Israels Ex-Botschafter "Die meisten sind im Jenseits, und das haben wir getan"

Beim Bombenanschlag auf ein jüdisches Gemeindezentrum in Buenos Aires 1994 kamen 85 Menschen ums Leben. Nun behauptet Israels Ex-Botschafter, man habe die Attentäter aufgespürt und die meisten liquidiert. Die argentinische Staatsanwaltschaft ermittelt, die Regierung in Jerusalem dementiert.

Zerstörtes jüdisches Kulturzentrum nach Bombenanschlag in Buenos Aires 1994: Nahm Israel Rache?
REUTERS

Zerstörtes jüdisches Kulturzentrum nach Bombenanschlag in Buenos Aires 1994: Nahm Israel Rache?

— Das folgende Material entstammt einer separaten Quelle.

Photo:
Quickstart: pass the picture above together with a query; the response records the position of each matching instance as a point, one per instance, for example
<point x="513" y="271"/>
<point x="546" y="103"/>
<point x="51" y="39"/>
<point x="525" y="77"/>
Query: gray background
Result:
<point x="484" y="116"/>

Tel Aviv/Buenos Aires - Ein früherer israelischer Diplomat sorgt weltweit für Aufregung. Izchak Aviran, ehemals Botschafter in Argentinien, sagte der jüdischen Nachrichtenagentur AJN: "Wir wissen, wer die Schuldigen sind, die große Mehrzahl ist bereits im Jenseits, und das haben wir getan." Gemeint sind die Attentäter des Bombenanschlags von Buenos Aires 1994. Mit anderen Worten: Israel habe die Attentäter ermittelt, aufgespürt und gezielt getötet.

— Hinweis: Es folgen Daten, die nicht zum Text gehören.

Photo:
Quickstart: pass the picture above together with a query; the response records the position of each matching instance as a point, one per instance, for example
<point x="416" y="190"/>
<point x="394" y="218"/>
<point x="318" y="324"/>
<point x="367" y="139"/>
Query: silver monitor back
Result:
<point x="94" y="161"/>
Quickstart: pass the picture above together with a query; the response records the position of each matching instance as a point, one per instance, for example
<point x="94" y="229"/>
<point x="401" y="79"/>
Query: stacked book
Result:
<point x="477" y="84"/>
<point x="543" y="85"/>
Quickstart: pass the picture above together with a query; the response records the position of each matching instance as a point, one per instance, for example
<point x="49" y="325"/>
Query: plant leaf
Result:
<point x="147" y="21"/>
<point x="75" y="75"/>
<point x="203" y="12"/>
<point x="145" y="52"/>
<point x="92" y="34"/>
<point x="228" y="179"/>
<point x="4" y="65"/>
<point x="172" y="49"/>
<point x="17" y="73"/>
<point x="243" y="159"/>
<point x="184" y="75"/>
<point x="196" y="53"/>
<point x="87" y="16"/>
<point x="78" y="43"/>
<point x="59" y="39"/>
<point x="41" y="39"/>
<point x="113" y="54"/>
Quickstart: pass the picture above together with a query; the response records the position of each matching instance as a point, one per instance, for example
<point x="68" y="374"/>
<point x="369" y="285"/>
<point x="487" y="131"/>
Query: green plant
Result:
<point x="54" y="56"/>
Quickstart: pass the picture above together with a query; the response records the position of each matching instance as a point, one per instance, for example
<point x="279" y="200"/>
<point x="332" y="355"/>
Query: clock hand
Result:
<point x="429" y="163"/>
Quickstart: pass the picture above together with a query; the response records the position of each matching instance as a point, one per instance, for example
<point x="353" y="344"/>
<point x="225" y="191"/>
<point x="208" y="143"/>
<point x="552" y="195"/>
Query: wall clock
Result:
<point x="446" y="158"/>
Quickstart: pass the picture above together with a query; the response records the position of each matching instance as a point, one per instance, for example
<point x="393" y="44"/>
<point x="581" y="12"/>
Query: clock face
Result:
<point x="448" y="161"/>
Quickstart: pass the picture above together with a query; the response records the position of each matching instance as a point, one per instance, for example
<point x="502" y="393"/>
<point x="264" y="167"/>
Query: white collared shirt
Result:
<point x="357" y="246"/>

Bei dem Bombenattentat auf das Kulturzentrum Amia in der argentinischen Hauptstadt Buenos Aires am 18. Juli 1994 waren 85 Menschen ums Leben gekommen. Wegen des Anschlags stand unter anderem der frühere Militärchef der proiranischen Miliz Hisbollah im Libanon, Imad Mughnija, auf einer internationalen Fahndungsliste. Im Jahr 2008 wurde er bei einem Bombenanschlag in der syrischen Hauptstadt Damaskus getötet. Israel hat eine Beteiligung bislang bestritten.

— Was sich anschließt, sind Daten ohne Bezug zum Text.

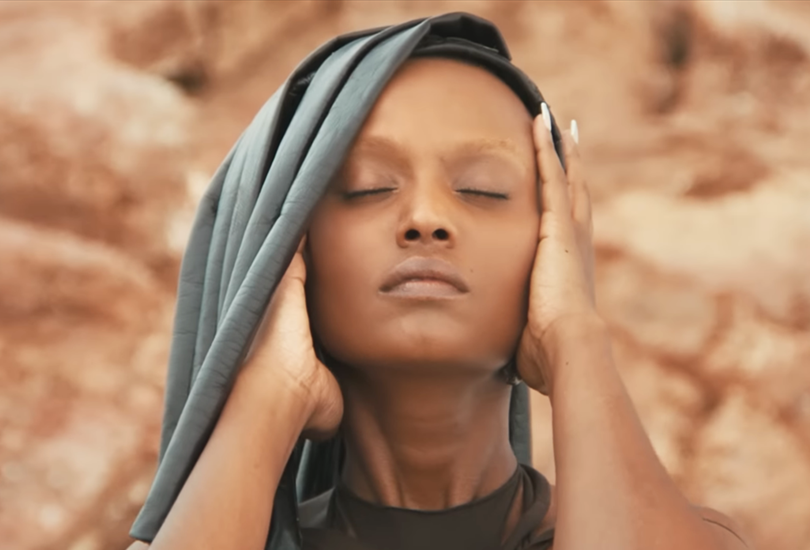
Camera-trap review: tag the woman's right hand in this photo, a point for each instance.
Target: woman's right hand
(283, 353)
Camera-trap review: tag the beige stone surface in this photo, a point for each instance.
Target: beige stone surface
(693, 120)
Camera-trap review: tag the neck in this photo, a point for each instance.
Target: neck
(415, 441)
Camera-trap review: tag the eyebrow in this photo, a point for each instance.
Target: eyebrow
(389, 150)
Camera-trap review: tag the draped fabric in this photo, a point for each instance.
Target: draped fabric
(248, 226)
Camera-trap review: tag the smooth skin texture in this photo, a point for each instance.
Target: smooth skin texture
(447, 167)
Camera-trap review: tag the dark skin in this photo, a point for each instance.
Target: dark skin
(420, 401)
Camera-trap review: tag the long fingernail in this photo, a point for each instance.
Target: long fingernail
(546, 115)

Auch am Samstag blieb die Regierung in Jerusalem bei dieser Darstellung: Sie dementierte die Äußerungen ihres Ex-Botschafters Aviran. "Das ist kompletter Unsinn", zitierte Radio Israel den Außenamtssprecher Jigal Palmor.

"Argentinien will Gerechtigkeit, keine Rache"

Für die argentinische Justiz ist das Thema damit allerdings nicht erledigt. Der für den Anschlag zuständige Staatsanwalt Alberto Nisman erklärte, er werde über die israelische Justiz eine Zeugenaussage Avirans ersuchen. "Wir wollen, dass er uns erklärt, wie er zur Kenntnis dieser Tatsachen kommt und wer diese Menschen sind, die angeblich ins Jenseits geschickt worden sind", erklärte Nisman dem Nachrichtenportal Infobae.

Argentiniens Außenminister Héctor Timerman zitierte sogar den Geschäftsträger der israelischen Botschaft ins Ministerium, um Informationen über die Täter des Anschlags zu fordern. Die Erklärungen Avirans seien ein Beweis dafür, dass der argentinischen Justiz Informationen zur Aufklärung des Falles verweigert worden seien. Timerman sprach sich auch gegen die Tötung von Verdächtigen aus. "Argentinien sucht, wie alle zivilisierten Länder, Gerechtigkeit im Rahmen der Gesetze, nicht Rache", sagte Timerman der Nachrichtenagentur Télam.

Die argentinische Justiz hat eine Reihe von ehemaligen Diplomaten und Funktionären Irans als mutmaßliche Mittäter identifiziert und über Interpol einen internationalen Haftbefehl erlassen. Iran hat jegliche Teilnahme bestritten.

Namen der angeblich getöteten Drahtzieher nannte auch Aviran nicht. Er stand der israelischen Vertretung in Buenos Aires von 1993 bis 2000 vor.